Bearing in mind that taxes form most of the collections to finance the budget, the minister announced 100 shillings on a litre of diesel and petrol.   He also imposed excise duty on adhesives, grout, white cement, and lime. This according to the Minister was s to align the tax treatment of these products with that of cement.

Mobile Money Withdrawals

When the new budget comes into effect withdrawals of money from other platforms other than mobile, money will be subject to an excise duty at a rate of 0.5 percent of the value of withdrawals. 

This will not apply to withdrawals from agent banking or banking halls. This measure is likely to hurt those who operate on electronic banking wallets.   

Value Added Tax (VAT) 

To facilitate the growth of e-mobility and affordability of electric cars and motorcycles and protect the environment. Kasaija announced that the supply of electric motorcycles, vehicles manufactured or fabricated in Uganda, and their respective charging stations and batteries for electric motorbikes, charging stations, and related services are exempt from tax.

Taxing gifts from employers

The Minister announced that starting next financial year, the provision of taxable goods/services by an employer to an employee would attract VAT. This issue had generated debate in parliament.

MPS reasoned that if a company for instance produces cement and donates bags to its employees of cement for self-development, the gift would be subject to VAT.  

Income Tax 

The government will with effect from the next financial year investors from tax capital gains arising from the sale of holdings in private equity or venture capital funds regulated by the Capital Markets Authority.

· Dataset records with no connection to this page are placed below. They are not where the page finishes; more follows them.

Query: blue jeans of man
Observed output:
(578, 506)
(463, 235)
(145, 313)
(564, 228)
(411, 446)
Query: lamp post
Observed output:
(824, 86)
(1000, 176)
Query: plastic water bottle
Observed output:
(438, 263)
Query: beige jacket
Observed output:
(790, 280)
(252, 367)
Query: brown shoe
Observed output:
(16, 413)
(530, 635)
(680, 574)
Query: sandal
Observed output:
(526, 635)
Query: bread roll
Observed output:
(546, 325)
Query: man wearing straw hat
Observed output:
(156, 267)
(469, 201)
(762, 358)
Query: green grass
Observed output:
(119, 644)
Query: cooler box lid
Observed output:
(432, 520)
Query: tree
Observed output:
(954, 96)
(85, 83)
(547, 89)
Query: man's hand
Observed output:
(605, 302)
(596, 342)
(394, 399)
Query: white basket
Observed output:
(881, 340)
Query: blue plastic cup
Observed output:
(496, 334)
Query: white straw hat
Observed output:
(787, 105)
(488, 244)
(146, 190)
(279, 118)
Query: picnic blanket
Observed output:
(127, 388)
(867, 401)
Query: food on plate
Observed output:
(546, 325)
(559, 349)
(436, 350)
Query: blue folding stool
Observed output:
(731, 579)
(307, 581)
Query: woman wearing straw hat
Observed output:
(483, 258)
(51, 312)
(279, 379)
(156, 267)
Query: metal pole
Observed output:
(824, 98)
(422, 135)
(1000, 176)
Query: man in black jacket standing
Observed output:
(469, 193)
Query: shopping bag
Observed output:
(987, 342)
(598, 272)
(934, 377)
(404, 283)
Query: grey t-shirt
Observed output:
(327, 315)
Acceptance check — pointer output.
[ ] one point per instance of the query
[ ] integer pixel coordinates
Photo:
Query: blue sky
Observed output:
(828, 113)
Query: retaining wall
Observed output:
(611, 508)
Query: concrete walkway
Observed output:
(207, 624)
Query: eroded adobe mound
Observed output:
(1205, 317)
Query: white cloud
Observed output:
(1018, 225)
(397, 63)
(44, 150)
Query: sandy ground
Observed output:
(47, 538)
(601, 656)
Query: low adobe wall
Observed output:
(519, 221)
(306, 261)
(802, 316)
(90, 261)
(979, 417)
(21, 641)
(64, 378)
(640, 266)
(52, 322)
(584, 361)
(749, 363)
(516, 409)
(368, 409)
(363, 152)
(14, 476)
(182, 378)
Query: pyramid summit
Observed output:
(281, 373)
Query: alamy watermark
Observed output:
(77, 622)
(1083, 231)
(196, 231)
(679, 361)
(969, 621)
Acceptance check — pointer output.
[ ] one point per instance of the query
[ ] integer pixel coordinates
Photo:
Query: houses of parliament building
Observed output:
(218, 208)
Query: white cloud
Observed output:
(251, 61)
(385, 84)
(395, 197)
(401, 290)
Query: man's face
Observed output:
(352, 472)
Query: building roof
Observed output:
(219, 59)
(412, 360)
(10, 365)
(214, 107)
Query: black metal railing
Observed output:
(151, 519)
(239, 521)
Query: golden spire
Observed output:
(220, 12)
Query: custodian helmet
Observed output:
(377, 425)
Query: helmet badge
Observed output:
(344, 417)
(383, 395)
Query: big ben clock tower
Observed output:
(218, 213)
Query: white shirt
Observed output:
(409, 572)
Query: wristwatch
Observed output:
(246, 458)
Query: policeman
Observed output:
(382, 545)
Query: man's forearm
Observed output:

According to Kasaija, the intention is to incentivize private equity or venture capital investments in Uganda.   

Tax Holidays

The government will provide tax holidays on the income of a person who manufactures and fabricates electric motor vehicles, electric motorcycles, electric batteries, and electric vehicle charging equipment, as well as the income of a person who develops, establishes or operates a medical facility or hospital facility.

Some civil society actors have in the past warned the government against such blanket tax holidays saying they normally end up denying the country access to revenue.

Uganda Revenue Authority has indicated that the country loses about Shs160 billion annually due to foregone Corporate Income Tax mostly from multinational companies because of tax holidays.   

”We have extended the waiver of penalties and interest on arrears outstanding by June 2023. This waiver will apply when the taxpayer pays between July and December 2024, and we have also introduced a 10 percent withholding tax on commission paid to the banking agents and fintech agents (payment service providers),” said Matia Kasaija.  

Public Debt

The Minister reported that Uganda’s total public debt stood at Shs 93.38 trillion, equivalent to USD 24.69 billion. Of this amount, external debt was Shs 55.37 trillion equivalent to USD 14.64 billion while domestic debt was Shs 38.01 trillion equivalent to USD 10.05 billion. The public debt is projected at Shs 97.638 trillion, equivalent to USD 25.716 billion by 30th June 2024.

  He reported that in nominal terms, Uganda’s public debt to GDP was estimated at 9 percent in June 2023, and is projected to end at 47.9 percent this financial year ending June 2024.   “ This is below the52.4 percent threshold provided for in the Charter for Fiscal Responsibility for the financial year 2023/24, and less than 50 percent of GDP Government policy target for debt sustainability,” he said.    

Kasaija noted that although Uganda’s debt has increased, it is still sustainable and the Government is committed to keeping it sustainable. “Most importantly, the money we have borrowed has been invested well and these investments have started to give good returns,” said the Minister.